Methods: This retrospective study included 14 patients who underwent spinal tumor surgery at our institution between January 2022 and December 2023. Intraoperative tissue specimens were collected, with SRH images obtained using the NIO Imaging System and compared to both frozen section and permanent section histopathology. A neuropathologist and neurosurgeon performed a qualitative assessment of SRH images, evaluating histological features such as cellularity, tissue architecture, and molecular composition.
Results: The study found high concordance between SRH and permanent sections across various tumor types, including Schwannoma, T-cell lymphoma, and ependymoma. In real-time, SRH provided critical insights that influenced surgical decision-making, particularly in complex cases where frozen sections were either impractical or delayed. SRH acquisition times ranged from 2 to 5 minutes, substantially reducing intraoperative delays compared to the 20-minute frozen section process. The real-time nature of SRH allowed for dynamic adjustments to resection strategies, contributing to precise tumor removal and optimized surgical outcomes.

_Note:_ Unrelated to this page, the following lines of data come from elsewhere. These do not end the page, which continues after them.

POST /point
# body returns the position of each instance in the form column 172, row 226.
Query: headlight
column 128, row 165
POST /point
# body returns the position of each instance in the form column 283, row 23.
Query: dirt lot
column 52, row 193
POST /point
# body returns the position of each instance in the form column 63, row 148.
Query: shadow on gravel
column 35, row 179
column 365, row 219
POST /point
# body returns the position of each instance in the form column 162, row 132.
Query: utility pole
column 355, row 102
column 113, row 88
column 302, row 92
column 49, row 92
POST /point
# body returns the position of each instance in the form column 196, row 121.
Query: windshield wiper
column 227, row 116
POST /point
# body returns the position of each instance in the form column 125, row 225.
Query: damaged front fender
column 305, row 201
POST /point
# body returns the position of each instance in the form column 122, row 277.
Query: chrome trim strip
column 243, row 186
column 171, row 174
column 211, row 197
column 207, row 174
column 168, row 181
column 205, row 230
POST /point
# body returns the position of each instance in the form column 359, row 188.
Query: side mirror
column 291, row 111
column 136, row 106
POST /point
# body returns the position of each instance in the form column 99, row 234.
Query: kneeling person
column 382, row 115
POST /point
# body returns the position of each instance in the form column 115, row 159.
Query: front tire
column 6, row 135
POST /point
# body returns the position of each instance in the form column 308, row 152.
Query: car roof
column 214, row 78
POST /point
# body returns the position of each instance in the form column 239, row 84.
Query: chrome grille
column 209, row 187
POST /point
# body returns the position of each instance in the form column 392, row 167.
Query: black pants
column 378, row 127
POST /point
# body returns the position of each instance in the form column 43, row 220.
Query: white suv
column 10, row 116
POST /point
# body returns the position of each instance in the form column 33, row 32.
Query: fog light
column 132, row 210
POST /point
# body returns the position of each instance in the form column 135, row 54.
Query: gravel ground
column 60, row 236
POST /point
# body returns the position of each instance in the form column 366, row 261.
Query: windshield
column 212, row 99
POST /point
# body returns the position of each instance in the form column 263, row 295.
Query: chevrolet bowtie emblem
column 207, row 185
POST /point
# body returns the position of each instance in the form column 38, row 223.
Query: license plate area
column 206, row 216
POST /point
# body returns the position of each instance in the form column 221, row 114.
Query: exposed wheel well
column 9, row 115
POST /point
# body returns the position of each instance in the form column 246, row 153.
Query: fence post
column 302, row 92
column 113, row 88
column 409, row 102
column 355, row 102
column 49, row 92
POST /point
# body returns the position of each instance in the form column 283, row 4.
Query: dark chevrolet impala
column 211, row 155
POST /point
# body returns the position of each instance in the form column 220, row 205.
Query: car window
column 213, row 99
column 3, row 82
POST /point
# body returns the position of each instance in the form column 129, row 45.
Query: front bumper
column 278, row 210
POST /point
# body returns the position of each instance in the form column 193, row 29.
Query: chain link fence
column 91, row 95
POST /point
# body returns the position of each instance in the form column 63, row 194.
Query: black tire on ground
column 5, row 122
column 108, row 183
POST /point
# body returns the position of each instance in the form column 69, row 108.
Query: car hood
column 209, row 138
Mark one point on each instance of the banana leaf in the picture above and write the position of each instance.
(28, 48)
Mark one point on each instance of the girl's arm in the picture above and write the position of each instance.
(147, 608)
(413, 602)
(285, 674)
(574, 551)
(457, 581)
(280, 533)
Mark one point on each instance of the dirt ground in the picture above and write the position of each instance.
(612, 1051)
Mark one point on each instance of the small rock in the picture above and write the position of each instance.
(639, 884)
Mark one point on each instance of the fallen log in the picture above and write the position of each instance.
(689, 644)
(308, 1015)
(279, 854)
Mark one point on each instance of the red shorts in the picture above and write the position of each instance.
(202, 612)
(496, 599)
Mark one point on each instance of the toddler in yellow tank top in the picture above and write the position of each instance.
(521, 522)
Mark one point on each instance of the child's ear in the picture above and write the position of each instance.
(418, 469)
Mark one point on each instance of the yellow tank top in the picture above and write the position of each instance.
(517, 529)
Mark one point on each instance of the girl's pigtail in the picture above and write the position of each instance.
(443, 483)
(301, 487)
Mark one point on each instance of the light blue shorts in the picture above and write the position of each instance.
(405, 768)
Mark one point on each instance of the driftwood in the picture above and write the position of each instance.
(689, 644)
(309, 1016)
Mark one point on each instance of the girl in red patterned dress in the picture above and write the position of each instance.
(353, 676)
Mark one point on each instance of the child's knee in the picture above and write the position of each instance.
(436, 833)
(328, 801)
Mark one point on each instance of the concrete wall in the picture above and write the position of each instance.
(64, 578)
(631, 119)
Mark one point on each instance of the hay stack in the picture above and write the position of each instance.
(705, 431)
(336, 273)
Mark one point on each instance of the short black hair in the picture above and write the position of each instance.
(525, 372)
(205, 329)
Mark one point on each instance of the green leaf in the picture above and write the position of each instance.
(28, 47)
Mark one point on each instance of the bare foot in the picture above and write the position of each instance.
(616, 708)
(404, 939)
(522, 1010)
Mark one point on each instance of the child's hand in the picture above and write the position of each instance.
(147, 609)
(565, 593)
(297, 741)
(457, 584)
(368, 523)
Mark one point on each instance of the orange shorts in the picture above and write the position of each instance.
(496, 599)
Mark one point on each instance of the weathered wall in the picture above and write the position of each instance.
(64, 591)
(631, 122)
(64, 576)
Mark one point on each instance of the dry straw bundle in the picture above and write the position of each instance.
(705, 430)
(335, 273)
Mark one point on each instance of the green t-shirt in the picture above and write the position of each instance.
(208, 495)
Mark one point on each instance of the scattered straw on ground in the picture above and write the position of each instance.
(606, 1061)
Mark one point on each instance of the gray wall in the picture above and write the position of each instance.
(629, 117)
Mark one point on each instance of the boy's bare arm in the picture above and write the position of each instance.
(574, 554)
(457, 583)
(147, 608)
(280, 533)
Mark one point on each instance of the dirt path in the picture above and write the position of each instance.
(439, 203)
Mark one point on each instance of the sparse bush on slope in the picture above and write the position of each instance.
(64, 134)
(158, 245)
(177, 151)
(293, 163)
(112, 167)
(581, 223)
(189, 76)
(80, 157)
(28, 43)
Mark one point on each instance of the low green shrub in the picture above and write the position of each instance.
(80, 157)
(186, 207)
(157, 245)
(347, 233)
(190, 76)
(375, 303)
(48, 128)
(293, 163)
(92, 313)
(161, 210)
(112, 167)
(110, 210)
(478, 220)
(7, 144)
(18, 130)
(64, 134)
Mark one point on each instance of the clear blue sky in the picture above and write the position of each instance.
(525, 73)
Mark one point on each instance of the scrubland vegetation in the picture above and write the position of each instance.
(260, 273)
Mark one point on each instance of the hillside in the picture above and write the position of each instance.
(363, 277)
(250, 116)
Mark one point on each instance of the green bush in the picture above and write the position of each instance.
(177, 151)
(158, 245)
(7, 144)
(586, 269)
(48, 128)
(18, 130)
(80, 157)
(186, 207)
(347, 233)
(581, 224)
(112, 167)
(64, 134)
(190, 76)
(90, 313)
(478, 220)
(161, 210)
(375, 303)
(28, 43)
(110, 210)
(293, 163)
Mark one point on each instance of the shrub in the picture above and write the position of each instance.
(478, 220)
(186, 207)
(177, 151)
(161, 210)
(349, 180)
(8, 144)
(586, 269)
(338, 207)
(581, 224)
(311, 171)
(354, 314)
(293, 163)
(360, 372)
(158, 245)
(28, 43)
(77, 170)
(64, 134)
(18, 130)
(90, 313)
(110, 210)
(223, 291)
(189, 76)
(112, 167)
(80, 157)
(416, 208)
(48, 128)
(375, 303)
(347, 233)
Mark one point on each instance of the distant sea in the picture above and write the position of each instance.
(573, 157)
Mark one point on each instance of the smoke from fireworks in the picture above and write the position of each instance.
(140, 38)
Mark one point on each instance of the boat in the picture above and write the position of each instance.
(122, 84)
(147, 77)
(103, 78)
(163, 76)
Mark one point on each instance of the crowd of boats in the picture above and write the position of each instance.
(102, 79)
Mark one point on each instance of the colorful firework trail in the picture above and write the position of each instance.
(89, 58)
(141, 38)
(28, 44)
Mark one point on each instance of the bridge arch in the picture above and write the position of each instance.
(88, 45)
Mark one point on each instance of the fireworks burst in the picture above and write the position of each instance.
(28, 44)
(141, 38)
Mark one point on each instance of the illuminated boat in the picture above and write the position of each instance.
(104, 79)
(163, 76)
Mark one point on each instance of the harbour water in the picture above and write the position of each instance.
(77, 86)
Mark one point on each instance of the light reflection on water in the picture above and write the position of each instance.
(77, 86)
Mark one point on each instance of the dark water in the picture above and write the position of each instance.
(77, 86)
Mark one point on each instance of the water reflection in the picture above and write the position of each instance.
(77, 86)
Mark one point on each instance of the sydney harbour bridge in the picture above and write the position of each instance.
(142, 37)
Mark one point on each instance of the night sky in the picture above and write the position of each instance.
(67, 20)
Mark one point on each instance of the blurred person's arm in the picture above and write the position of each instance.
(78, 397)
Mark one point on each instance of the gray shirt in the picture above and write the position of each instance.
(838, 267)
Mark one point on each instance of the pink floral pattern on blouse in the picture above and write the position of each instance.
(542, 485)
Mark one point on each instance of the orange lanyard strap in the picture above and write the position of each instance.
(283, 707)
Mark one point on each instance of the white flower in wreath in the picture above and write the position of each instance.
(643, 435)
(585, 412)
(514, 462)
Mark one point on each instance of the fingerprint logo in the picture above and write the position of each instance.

Conclusion : SRH represents a transformative tool in spinal neuro-oncology by offering real-time, label-free imaging with diagnostic accuracy comparable to traditional frozen section analysis. Its seamless integration into the intraoperative workflow holds the potential to reduce operative time, enhance decision-making, and improve patient outcomes. Further studies are needed to validate these findings across larger cohorts and to explore the cost-effectiveness of SRH in routine neurosurgical practice.